Connected with these prose legends, there were also the old heroic ballads formerly mentioned, on which the annals of Ennius were in a great measure built, and to which may be traced some of those wonderful incidents of Roman history, chiefly contrived for the purpose of exalting the military achievements of the country. Many things which of right belong to such ancient poems, still exist under the disguise of an historical clothing in the narratives of the Roman annalists. Niebuhr, the German historian of Rome, has recently analysed these legends, and taken much from the Roman history, by detecting what incidents rest on no other foundation than their chimerical or embellished pictures, and by shewing how [pg 63]incidents, in themselves unconnected, have by their aid been artificially combined. Such, according to him, were the stories of the birth of Romulus, of the treason of Tatia, the death of the Fabii, and the incidents of an almost complete Epopée, from the succession of Tarquinius Priscus to the battle of Regillus. These old ballads, being more attractive and of easier access than authentic records and monuments, were preferred to them as authorities; and even when converted into prose, retained much of their original and poetic spirit. For example, it was feigned in them that Tullus Hostilius was the son of Hostus Hostilius, who perished in the war with the Sabines, which, according to chronology, would make Tullus at least eighty years old when he mounted the throne; but it was thought a fine thing to represent him as the son of a genuine Roman hero, who had fallen in the service of his country. Niebuhr, probably, as I have already shown, has attributed too much to these old heroic ballads, and has assigned to them an extent and importance of which there are no adequate proofs. But I strongly suspect that the heroic or historical poems of Ennius had formed a principal document to the Roman annalists for the transactions during the Monarchy and earlier times of the Republic, and had been appealed to, like Ferdousi’s Shad-Nameh, for occurrences which were probably rather fictions of fancy than events of history.

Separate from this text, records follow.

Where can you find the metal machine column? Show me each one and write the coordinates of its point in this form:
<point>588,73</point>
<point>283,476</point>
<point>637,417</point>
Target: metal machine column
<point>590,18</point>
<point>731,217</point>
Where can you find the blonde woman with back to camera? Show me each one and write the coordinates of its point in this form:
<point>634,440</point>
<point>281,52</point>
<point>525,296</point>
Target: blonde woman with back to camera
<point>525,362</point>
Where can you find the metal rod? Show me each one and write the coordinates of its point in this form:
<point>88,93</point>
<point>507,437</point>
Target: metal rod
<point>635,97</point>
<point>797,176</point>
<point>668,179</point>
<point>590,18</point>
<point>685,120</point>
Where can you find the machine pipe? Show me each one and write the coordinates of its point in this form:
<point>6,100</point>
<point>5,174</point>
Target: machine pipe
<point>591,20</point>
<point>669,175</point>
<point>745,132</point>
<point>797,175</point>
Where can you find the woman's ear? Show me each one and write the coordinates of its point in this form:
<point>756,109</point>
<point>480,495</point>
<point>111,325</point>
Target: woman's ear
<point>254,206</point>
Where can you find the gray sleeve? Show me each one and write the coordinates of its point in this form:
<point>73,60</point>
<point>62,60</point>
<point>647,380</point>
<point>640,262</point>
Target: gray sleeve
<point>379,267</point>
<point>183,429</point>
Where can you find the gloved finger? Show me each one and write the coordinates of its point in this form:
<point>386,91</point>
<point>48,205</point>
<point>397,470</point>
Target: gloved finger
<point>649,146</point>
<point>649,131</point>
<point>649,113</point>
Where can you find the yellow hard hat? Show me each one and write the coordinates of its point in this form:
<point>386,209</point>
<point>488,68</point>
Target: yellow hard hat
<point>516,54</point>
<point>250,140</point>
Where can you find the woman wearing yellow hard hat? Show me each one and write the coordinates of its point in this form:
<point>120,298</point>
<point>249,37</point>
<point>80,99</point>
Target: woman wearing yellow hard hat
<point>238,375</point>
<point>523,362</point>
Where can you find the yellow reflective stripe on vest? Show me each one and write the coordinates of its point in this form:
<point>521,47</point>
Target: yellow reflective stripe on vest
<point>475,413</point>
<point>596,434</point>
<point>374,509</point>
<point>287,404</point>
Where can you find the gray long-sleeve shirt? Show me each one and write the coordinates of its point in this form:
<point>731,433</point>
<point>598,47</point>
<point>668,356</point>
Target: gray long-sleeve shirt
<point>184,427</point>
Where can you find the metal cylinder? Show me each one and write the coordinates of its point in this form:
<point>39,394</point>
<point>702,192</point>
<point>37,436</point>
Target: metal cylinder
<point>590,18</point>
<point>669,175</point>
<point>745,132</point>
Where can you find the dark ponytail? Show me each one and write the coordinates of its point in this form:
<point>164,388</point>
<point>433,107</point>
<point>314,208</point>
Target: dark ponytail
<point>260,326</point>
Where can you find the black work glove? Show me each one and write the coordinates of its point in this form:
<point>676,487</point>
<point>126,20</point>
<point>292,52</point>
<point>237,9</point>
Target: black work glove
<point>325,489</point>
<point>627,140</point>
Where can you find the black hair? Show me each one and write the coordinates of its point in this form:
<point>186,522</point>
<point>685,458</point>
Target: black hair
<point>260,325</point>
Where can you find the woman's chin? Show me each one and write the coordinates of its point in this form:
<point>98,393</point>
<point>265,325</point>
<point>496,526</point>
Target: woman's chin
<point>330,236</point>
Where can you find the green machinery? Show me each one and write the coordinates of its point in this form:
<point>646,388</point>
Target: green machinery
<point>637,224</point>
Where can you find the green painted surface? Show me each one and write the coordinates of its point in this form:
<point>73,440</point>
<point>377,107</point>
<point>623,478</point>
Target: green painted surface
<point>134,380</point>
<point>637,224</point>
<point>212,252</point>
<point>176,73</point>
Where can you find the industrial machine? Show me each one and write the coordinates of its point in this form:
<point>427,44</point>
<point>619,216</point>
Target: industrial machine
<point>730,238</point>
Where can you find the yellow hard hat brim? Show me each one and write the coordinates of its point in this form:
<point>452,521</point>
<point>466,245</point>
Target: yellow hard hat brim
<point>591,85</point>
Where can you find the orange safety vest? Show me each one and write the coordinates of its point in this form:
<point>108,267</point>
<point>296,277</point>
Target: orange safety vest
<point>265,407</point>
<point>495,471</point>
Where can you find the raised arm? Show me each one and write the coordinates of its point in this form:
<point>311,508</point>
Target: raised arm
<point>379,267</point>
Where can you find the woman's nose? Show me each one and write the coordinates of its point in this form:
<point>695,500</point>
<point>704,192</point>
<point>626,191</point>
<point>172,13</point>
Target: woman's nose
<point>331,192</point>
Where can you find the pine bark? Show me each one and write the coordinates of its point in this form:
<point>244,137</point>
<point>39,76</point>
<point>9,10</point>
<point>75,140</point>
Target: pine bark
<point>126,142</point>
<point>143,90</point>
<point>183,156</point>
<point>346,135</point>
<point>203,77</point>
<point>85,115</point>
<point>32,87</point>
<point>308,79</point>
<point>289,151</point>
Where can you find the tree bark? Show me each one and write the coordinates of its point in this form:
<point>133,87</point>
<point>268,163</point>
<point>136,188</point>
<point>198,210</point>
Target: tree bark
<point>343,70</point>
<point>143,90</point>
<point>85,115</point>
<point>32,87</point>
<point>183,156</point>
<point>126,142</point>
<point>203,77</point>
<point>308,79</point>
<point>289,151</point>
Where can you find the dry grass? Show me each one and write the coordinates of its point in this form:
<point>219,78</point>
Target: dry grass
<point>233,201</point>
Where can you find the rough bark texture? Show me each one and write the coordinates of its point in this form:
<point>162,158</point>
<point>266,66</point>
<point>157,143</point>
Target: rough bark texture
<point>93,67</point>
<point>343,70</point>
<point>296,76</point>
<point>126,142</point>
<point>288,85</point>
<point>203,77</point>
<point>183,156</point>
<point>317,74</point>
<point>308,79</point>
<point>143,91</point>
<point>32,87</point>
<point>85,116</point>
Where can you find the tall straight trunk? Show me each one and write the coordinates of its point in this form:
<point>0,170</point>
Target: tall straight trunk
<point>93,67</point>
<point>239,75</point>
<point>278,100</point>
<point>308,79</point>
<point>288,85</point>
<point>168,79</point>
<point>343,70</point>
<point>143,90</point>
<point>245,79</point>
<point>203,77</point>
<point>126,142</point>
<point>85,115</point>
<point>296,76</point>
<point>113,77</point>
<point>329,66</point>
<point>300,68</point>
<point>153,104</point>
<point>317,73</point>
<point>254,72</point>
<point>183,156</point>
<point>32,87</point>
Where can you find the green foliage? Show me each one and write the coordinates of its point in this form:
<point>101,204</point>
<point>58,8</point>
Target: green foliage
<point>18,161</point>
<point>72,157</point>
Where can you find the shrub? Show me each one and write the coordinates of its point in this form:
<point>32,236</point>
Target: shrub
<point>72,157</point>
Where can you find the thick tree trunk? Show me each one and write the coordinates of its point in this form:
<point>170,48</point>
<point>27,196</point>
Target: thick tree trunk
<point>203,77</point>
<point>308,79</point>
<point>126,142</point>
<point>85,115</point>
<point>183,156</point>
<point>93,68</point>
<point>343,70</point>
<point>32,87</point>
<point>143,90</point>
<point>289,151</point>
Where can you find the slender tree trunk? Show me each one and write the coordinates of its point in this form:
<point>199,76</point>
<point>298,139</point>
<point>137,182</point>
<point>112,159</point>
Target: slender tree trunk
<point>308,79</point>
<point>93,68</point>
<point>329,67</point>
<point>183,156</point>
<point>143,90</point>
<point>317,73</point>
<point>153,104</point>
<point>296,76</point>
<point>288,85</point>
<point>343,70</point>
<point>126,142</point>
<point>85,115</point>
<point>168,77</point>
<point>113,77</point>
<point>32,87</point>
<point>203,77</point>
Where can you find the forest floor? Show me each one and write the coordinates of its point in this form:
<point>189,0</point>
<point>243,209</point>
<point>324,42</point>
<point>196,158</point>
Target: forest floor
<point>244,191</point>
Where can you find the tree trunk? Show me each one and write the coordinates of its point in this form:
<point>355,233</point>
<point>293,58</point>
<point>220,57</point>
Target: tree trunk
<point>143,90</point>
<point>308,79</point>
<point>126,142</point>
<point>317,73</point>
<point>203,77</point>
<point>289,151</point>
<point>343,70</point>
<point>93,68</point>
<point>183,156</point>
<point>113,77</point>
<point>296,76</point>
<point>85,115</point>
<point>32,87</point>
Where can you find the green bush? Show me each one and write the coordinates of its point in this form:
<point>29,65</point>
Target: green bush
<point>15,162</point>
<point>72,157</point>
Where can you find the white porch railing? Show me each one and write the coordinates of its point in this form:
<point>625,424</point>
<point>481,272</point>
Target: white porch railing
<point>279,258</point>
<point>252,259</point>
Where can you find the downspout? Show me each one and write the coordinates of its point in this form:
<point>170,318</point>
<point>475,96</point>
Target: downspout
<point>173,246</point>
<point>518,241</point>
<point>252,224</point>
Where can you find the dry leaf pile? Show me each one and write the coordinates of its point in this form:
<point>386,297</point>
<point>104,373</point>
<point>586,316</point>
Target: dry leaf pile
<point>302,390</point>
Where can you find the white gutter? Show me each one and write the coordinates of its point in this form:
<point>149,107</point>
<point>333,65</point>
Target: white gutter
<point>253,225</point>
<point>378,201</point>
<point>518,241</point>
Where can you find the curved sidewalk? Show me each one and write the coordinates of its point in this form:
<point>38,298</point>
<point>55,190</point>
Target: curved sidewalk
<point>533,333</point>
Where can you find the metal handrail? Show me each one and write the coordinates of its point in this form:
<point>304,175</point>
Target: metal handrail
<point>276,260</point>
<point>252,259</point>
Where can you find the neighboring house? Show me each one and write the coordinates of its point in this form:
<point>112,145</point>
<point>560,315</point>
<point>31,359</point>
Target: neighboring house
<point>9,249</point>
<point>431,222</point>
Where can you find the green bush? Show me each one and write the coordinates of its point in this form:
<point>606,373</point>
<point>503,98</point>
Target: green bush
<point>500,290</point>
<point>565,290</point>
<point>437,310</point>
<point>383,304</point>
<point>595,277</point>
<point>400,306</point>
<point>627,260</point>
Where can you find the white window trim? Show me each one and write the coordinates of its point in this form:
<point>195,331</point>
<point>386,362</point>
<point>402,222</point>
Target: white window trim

The Greek writers, from whom several fables and traditions were derived concerning the infancy of Rome, lived not much higher than the age of Fabius Pictor, and only mention its affairs cursorily, while treating of Alexander or his successors. Polybius, indeed, considers their narratives as mere vulgar traditions[130], and Dionysius says they have written some few things concerning the Romans, which they have compiled from common reports, without accuracy or diligence. To them have been plausibly attributed those fables, concerning the exploits of Romans, which bear so remarkable an analogy to incidents in Grecian history[131]. Like to these in all respects are the histories which some Romans published in Greek concerning the ancient transactions of their own nation.
We thus see that the authentic materials for the early history of Rome were meagre and imperfect—that the annals of the Pontiffs and public monuments had perished—that the Leges Regiæ, Twelve Tables, and remains of the religious or ritual books of the Pontiffs, could throw no great light on history, and that the want of better materials was supplied by false, [pg 64]and sometimes incredible relations, drawn from the family traditions—“ad ostentationem scenæ gaudentis miraculis aptiora quàm ad fidem[132].” The mutilated inscriptions, too, the scanty treaties, and the family memoirs, became, from the variations in the language, in a great measure unintelligible to the generation which succeeded that in which they were composed. Polybius informs us, that the most learned Romans of his day could not read a treaty with the Carthaginians, concluded after the expulsion of the kings. Hence, the documents for history, such as they were, became useless to the historian, or, at least, were of such difficulty, that he would sometimes mistake their import, and be, at others, deterred from investigation.